Il faut notamment que la maladie dont souffre le patient permette de considérer que la fin de la vie est proche. Ce qui exclut les personnes atteintes de maladies graves, mais susceptibles de vivre pendant des années encore.

Le patient doit être capable de discernement. Son désir de mourir doit être mûrement réfléchi et ne pas résulter d’une pression extérieure. C’est lui, et personne d’autre, qui accomplit le dernier geste du processus conduisant à la mort.

Enfin, l’ASSM met la priorité sur les soins palliatifs. Elle va d’ailleurs investir 260’000 francs pour leur développement.

La Suisse plus tolérante

La question de l’aide au suicide avait été relancée il y a deux ans, lorsque le Conseil national avait refusé la dépénalisation de l’euthanasie active.

Des études avaient en outre démontré que la Suisse était plus tolérante que les autres pays face à l’euthanasie. On avait alors aussi parlé de tourisme du suicide. Selon Dick Marty, «on a exagéré la portée du phénomène. Les cas sont très rares.»

«Toutefois le problème éthique et moral existe, ajoute-t-il. En Europe, il y a une division entre les pays du nord-ouest et ceux du sud-est. Non seulement ces derniers s’opposent à l’euthanasie, mais ils refusent même d’en parler.»

Dick Marty a pu le vérifier à Strasbourg. L’Assemblée parlementaire du Conseil de l’Europe a déjà refusé deux fois d’entrer en matière sur la proposition du député suisse. La prochaine tentative est prévue en avril.

swissinfo

En Suisse, on estime à 60’000 le nombre de cas d’euthanasie, par année.
Sept malades en phase terminale sur dix auraient recours à l’euthanasie.

Légale, pas légale:

– Euthanasie active directe: homicide intentionnel dans le but d’abréger les souffrances. Punissable, même si la victime en fait la demande (art. 114 du Code pénal).

– Euthanasie active indirecte: administrer, pour soulager les souffrances, des substances, dont les effets secondaires peuvent réduire la durée de vie. Pas réglée par le Code pénal et admise par l’Académie suisse des sciences médicales (ASSM).

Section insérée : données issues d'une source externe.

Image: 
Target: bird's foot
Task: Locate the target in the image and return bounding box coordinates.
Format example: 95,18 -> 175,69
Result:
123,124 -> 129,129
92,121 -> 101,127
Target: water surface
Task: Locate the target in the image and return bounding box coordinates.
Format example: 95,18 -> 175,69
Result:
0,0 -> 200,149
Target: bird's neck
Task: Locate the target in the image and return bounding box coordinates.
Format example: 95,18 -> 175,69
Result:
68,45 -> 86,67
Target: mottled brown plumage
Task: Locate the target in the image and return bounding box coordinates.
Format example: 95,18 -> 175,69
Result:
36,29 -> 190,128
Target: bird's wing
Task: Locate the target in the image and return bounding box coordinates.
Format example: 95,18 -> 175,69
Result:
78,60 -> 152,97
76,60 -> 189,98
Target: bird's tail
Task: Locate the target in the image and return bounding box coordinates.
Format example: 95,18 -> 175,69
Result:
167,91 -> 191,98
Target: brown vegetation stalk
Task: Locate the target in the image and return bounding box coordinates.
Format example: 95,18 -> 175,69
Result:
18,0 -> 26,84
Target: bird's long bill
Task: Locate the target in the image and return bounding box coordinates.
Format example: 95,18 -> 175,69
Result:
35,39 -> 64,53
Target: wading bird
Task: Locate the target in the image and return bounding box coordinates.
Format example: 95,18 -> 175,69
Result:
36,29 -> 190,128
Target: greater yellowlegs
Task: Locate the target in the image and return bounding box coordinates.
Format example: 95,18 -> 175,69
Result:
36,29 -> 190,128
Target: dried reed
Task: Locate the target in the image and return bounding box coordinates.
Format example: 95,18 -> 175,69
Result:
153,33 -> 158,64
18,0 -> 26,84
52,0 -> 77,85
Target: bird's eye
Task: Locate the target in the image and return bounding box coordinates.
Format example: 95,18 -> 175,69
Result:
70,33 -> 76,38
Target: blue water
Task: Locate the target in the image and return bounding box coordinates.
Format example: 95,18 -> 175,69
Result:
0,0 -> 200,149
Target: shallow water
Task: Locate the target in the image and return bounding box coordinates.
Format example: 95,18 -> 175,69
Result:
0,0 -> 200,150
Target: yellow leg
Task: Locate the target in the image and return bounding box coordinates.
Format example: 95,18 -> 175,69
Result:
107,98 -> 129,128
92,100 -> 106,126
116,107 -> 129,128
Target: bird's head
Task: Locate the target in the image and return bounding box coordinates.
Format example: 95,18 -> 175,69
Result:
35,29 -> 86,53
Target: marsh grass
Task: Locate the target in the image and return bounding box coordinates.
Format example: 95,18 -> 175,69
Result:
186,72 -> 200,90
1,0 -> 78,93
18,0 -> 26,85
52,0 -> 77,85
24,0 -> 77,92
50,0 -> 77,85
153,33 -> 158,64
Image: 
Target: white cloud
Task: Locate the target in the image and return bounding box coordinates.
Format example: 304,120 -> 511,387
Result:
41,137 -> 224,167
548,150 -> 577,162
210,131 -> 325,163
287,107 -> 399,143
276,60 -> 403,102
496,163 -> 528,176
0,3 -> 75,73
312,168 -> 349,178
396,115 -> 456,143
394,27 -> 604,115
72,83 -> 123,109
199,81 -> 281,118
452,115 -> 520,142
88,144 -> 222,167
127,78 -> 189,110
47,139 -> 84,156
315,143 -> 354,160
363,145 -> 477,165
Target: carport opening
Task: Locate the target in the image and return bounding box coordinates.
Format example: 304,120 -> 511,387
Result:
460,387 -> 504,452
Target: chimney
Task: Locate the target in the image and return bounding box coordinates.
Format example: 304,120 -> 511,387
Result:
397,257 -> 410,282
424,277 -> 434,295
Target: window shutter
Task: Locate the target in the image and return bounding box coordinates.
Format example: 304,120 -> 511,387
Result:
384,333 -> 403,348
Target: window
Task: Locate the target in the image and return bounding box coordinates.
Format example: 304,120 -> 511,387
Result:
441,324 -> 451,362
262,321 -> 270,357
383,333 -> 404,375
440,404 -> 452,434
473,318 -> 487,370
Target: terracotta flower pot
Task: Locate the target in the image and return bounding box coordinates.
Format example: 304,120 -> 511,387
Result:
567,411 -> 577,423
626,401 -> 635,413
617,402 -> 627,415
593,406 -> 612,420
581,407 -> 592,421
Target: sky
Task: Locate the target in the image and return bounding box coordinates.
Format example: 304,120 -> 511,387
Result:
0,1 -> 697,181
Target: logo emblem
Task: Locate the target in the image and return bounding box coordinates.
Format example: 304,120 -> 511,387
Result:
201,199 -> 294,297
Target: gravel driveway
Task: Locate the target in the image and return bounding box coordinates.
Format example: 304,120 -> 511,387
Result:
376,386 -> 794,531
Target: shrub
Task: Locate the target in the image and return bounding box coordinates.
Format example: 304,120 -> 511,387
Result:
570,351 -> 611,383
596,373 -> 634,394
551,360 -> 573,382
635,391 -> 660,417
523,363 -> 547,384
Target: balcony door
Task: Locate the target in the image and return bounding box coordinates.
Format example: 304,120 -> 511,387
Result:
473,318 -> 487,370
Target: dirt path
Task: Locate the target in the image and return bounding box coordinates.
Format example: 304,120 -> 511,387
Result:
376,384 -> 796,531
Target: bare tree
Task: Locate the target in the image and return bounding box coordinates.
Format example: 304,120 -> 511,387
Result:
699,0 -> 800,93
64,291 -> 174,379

– Euthanasie passive: renoncer à mettre en œuvre ou interrompre des mesures de maintien de la vie. Pas réglée par la loi et admise par l’ASSM.

– Assistance au suicide: seul est puni celui qui s’y prête pour des motifs égoïstes (art. 115 du Code pénal). Les associations Dignitas et Exit fournissent à leurs membres incurables du natrium pentobarbital, une substance mortelle.